Grüß Gott beinand und herzlich willkommen im Berchtesgadener Bauerntheater

Die Direktorin Elisabeth Hölzl-Michalsky Als ich vor 40Jahren in dem Lustspiel ,,Der Hausfreund" zum erstenmal auf der Bühne dieses Theaters stand, konnte ich beim besten Willen nicht ahnen, dass ich einmal dessen Direktorin sein würde. Und obwohl ich eigentlich mehr durch einen Zufall zur Schauspielerei gekommen bin, noch dazu gegen den Willen meines Vaters (,,Schauspielerin!? So etwas wirst Du nicht!" - Ich bin es trotzdem geworden) bin ich nicht mehr davon losgekommen. So soll es ja oft im Leben sein.

Wenn das Bauerntheater in früherer Zeit mehr oder weniger das Abbild der bäuerlichen Wirklichkeit war; so wissen wir alle, dass es die dargestellten Verhältnisse heute nicht mehr gibt. Ohne große Zugeständnisse an die moderne Zeit möchte ich auf der Bauernbühne ,,nostalgisches" Theater mit allen Konsequenzen spielen. Denn nur wenn die Stücke zeitgerecht in Kostüm, Ausstattung, Sprache und eingebundenem Brauchtum reingehalten werden, bleibt die Glaubwürdigkeit und damit der Bestand des Bauerntheaters erhalten, geht das Publikum trotz ,,Pantoffelkino" in sein Theater. Und oft überkommt mich in den Vorstellungen das Gefühl, dass die Menschen nicht nur ins Bauerntheater gehen, weil sie sich unterhalten lassen wollen, sondern auch, weil sie dort ein Stück Lebensweisheit und bei aller Übertreibung eine Welt vorfinden, der unser heutiges Leben so gar nicht entspricht und die sie wohl gerade deswegen so gut verstehen können. Ich glaube, das ist auch der Grund, warum eine echte Verbindung von Bühne und Publikum zustande kommt.

Den Bayern, so sagt man, liegt das darstellerische Talent und ein Hang zum Theatralischen im Blut. Die Direktheit der bajuwarischen Ausdrucksweise, gepaart mit einem schlagkräftigen Mutterwitz, einer gehörigen Portion Bauernschläue und nicht zuletzt die einmalige Gabe, sich selbst und andere auf den Arm zu nehmen - all das sind hervorstechende Merkmale der Bayern.
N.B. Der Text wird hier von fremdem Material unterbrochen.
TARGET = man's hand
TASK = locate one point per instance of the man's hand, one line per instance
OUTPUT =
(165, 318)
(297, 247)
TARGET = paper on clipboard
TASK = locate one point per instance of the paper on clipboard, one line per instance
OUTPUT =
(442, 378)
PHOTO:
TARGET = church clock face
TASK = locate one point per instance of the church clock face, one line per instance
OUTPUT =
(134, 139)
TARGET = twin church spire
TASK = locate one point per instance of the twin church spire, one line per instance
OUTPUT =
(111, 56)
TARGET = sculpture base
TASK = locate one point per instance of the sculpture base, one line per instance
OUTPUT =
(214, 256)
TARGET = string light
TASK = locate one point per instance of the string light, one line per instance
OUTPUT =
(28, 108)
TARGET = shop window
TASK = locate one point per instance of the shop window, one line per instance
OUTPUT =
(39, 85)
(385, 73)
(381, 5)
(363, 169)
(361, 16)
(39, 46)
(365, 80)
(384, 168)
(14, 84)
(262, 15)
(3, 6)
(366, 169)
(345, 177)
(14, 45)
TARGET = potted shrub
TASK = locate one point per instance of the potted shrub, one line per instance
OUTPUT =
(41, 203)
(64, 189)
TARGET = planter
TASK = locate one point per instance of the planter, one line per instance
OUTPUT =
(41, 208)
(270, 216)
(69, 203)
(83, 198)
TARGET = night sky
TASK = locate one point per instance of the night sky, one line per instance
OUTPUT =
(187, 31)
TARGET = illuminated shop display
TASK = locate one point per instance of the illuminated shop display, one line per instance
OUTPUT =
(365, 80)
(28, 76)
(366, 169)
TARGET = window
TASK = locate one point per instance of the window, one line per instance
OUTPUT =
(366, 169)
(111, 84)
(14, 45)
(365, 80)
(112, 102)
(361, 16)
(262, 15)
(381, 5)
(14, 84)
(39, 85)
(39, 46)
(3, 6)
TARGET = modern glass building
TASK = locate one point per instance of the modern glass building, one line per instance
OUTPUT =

Sollten Sie, lieber Gast, ein anderes Bild von den Bayern haben, als wir es darstellen, etwa in der Art der Grußkarten vom Oktoberfest: vergessen Sie es! Wir wollen nicht derb sein, krachat", laut, wo es nicht notwendig ist. Wir brauchen keine Bayern zu mimen, wir sind Bayern, mit der größten Selbstverständlichkeit und bis ins Mark.

Was ist eine größere Kunst: lachende Menschen zum Weinen zu bringen oder weinende Menschen zum Lachen? ... Ich freute mich schon immer und freue mich noch heute über lachende Menschen und kann mir nicht vorstellen, dass sich daran irgendwann etwas ändert.